Hab genau das gemacht. Kamm folgendes raus:

€dit: Das mit "täglich" muss ich zurück nehmen. Grad schonwieder das selbe. Das drite mal innerhalb von vier Tagen. Das wird mir langsam echt zu viel .


----------



## grue (15. Februar 2011)

Der Router antwortet auf ping, ist also erreichbar. Wie es aussieht, wird er aber irgendwann von Windows nicht mehr als DNS-Server erkannt.
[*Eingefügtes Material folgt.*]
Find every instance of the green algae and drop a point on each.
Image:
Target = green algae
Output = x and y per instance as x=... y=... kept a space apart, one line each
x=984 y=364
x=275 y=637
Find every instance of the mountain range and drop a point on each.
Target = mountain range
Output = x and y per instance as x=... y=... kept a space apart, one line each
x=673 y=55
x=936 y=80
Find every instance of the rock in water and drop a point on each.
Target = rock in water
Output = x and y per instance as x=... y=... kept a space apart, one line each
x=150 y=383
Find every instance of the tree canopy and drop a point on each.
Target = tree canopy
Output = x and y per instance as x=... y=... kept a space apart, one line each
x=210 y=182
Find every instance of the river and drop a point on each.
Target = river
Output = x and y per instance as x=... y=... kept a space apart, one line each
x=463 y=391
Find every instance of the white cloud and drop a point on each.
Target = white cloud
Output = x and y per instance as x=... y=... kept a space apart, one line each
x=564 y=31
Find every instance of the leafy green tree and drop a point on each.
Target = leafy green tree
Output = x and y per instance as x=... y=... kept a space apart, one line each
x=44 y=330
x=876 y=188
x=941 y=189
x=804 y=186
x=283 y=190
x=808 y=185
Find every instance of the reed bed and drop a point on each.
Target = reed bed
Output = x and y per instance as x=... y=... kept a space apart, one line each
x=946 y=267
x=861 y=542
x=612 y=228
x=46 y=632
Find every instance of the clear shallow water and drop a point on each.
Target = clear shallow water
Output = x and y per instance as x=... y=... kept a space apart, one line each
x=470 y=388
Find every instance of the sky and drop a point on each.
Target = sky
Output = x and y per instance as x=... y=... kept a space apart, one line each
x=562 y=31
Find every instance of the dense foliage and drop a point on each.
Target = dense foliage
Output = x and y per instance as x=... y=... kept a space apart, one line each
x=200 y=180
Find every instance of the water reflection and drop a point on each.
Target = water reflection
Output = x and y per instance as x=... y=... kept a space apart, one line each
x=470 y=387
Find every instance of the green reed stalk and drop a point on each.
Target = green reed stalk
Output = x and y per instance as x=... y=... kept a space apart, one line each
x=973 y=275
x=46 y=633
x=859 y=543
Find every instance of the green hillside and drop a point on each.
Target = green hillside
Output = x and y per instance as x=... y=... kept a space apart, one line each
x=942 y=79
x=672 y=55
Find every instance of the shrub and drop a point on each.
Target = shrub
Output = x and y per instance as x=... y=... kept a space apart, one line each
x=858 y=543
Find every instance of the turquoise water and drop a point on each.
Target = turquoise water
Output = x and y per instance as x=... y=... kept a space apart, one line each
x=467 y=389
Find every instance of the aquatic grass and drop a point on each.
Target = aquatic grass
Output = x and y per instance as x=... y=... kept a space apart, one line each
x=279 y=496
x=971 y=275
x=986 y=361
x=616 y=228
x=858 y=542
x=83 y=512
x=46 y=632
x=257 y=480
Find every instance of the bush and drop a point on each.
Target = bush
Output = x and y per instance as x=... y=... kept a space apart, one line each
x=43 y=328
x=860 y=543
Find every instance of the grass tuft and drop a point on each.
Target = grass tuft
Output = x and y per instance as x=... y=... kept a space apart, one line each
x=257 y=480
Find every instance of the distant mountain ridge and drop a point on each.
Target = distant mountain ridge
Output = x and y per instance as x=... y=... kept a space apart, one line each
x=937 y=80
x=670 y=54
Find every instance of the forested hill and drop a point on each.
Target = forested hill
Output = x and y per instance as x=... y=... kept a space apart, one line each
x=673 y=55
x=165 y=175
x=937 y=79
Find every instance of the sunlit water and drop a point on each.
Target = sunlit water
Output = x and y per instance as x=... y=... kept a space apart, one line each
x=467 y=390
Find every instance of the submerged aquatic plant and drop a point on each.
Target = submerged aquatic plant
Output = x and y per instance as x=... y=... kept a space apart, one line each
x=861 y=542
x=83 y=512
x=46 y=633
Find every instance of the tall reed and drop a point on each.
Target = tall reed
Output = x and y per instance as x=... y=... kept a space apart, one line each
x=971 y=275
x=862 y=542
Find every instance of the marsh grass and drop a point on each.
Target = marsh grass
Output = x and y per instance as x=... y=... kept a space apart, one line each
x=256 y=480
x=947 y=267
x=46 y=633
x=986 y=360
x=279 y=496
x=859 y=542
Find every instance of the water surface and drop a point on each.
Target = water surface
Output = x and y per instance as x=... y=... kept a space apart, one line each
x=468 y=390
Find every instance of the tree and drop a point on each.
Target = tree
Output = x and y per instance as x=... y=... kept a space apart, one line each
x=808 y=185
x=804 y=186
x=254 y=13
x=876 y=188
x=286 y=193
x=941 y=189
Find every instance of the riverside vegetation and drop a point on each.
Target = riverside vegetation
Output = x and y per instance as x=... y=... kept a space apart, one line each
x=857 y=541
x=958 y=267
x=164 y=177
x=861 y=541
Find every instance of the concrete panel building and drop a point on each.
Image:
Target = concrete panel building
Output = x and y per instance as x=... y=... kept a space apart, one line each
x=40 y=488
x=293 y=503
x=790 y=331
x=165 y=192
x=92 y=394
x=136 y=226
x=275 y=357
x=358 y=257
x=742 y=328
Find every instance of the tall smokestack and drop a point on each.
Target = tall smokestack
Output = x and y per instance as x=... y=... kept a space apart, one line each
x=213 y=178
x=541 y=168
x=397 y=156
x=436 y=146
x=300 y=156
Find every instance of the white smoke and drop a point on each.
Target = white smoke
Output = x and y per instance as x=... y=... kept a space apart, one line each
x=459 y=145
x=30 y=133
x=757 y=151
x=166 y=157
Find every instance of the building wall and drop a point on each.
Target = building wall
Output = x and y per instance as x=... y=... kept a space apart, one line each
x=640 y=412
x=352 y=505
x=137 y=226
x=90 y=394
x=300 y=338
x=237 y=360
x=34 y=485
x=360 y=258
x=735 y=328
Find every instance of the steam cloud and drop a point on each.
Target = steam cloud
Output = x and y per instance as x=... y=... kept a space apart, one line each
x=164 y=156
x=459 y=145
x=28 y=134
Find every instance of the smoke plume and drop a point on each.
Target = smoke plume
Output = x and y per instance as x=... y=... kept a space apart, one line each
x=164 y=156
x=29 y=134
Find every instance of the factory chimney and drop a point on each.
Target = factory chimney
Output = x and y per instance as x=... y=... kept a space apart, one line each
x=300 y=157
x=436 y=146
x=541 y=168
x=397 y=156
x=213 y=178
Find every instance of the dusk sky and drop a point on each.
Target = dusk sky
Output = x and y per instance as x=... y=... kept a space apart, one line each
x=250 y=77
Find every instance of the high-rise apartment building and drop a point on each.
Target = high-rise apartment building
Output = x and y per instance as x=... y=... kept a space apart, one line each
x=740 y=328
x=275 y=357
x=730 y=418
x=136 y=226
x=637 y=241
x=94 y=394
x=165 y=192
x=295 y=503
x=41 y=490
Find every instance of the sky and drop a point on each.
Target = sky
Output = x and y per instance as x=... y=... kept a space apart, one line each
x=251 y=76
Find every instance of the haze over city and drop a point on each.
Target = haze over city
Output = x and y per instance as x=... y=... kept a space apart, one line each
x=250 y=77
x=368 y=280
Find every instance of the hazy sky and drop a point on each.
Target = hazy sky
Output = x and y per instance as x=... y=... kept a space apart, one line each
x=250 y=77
Das Problem scheint laut Google übrigens weit verbreitet zu sein, eine echte Lösung ist aber nirgends zu finden.

Der nächste Schritt ist, der Netzwerkkarte die IP-Adresse und den DNS Server fest zuzuweisen. 

Die erforderlichen Daten kannst du der ipconfig.txt entnehmen, die du erstellt hast.

IP-Adresse: 192.168.0.100
Subnet Mask: 255.255.255.0
Standard-Gateway: 192.168.0.1
DNS-Server: 192.168.0.1

Wenn das auch nicht hilft, aus dieser Liste

+++ DNS Server Liste +++ Öffentlicher DNS Server der Telekom, Arcor, 1&1...

einen öffentlichen DNS-Server auswählen und dessen IP-Adresse als DNS-Server in der Netzwerkkartenkonfiguration eintragen.


----------



## Bu11et (20. Februar 2011)

Wie genau weise ich die Daten zu? Bzw. wo macht man das auf (Netzwerkkarte)?


----------



## dot (20. Februar 2011)

Rechtsklick "Eigenschaften" auf deinem LAN-Adapter -> TCP/IPv4 Protokoll doppelklicken -> *Tada*


----------



## Bu11et (20. Februar 2011)

Das mit Sumbit Mask und Standart-Gateway konnte ich zwar nicht finden aber den Rest hab ich eingetragen. mal schauen was es bringt .

Danke für eure Tipps!


----------